Skiing on a living volcano in northern Japan

“And you thought it was always deep powder in Japan,” jokes Hokkaido Powder Guides director Chuck Olbery as he climbs Mount Tokachi in what he describes as “boiler plate” conditions. And while the snow conditions in his edit don’t quite compare to the powder in some of his early-season videos, this one is particularly interesting for another reason: he’s climbing an active volcano.

“This is a volcanic tripwire that will alert someone sitting in an office in Sapporo if an avalanche has triggered and debris is coming down the mountain,” Olbery remarks at one point in the video.

And the tripwire is there for a reason. Mount Tokachi has erupted three times in the past 100 years, the most recent in 1988.

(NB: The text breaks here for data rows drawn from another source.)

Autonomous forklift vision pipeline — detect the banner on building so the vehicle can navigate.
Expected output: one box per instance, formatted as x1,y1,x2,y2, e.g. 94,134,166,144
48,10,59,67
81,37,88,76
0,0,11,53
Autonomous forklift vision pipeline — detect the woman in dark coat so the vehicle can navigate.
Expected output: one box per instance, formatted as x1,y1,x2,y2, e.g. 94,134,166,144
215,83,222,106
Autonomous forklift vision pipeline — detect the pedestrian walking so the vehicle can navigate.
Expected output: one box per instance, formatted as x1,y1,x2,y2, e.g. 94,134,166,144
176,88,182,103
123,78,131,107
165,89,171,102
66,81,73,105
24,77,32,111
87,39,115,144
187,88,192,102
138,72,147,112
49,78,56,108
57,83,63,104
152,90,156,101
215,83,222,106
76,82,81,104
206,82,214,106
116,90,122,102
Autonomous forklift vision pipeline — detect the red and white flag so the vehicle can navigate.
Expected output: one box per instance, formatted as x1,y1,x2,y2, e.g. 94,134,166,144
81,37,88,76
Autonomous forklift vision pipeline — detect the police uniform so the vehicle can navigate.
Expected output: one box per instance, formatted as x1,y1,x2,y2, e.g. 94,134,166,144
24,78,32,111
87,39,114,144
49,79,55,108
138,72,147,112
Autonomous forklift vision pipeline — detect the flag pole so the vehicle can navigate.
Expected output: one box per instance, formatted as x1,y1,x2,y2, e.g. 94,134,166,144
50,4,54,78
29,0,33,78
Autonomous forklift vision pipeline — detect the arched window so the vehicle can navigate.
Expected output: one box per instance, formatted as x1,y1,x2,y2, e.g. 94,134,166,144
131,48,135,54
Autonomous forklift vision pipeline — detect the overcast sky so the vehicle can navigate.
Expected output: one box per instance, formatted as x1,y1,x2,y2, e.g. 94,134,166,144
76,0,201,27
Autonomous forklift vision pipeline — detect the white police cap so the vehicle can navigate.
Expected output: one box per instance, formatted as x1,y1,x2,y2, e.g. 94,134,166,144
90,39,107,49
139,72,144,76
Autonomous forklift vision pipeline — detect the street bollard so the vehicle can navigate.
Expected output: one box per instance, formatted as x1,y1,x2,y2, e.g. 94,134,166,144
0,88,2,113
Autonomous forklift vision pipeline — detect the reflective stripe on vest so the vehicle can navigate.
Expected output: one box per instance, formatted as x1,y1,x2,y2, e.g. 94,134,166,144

“As you go up on skins you realize how active the volcano is with the webcams that are pointed at the caldera, the seismic survey plots and also the tripwires at the top of the mountain,” reads the description on the video.

“They used to be a ski resort on the mountain, but it was disbanded the last eruption with damage. You talk to some locals and they remember skiing the mountain with a ski lift.

The 10-minute video also shows many of the features of an April day in Daisetsuzan National Park in Hokkaido, with bright blue skies and sweeping views of the Alps. The area is considered by many (including Hokkaido backcountry guides) to be the location of Japan’s best backcountry skiing, with some of Hokkaido’s tallest mountains and volcanoes, as well as the lightest, driest powder you can find on the planet.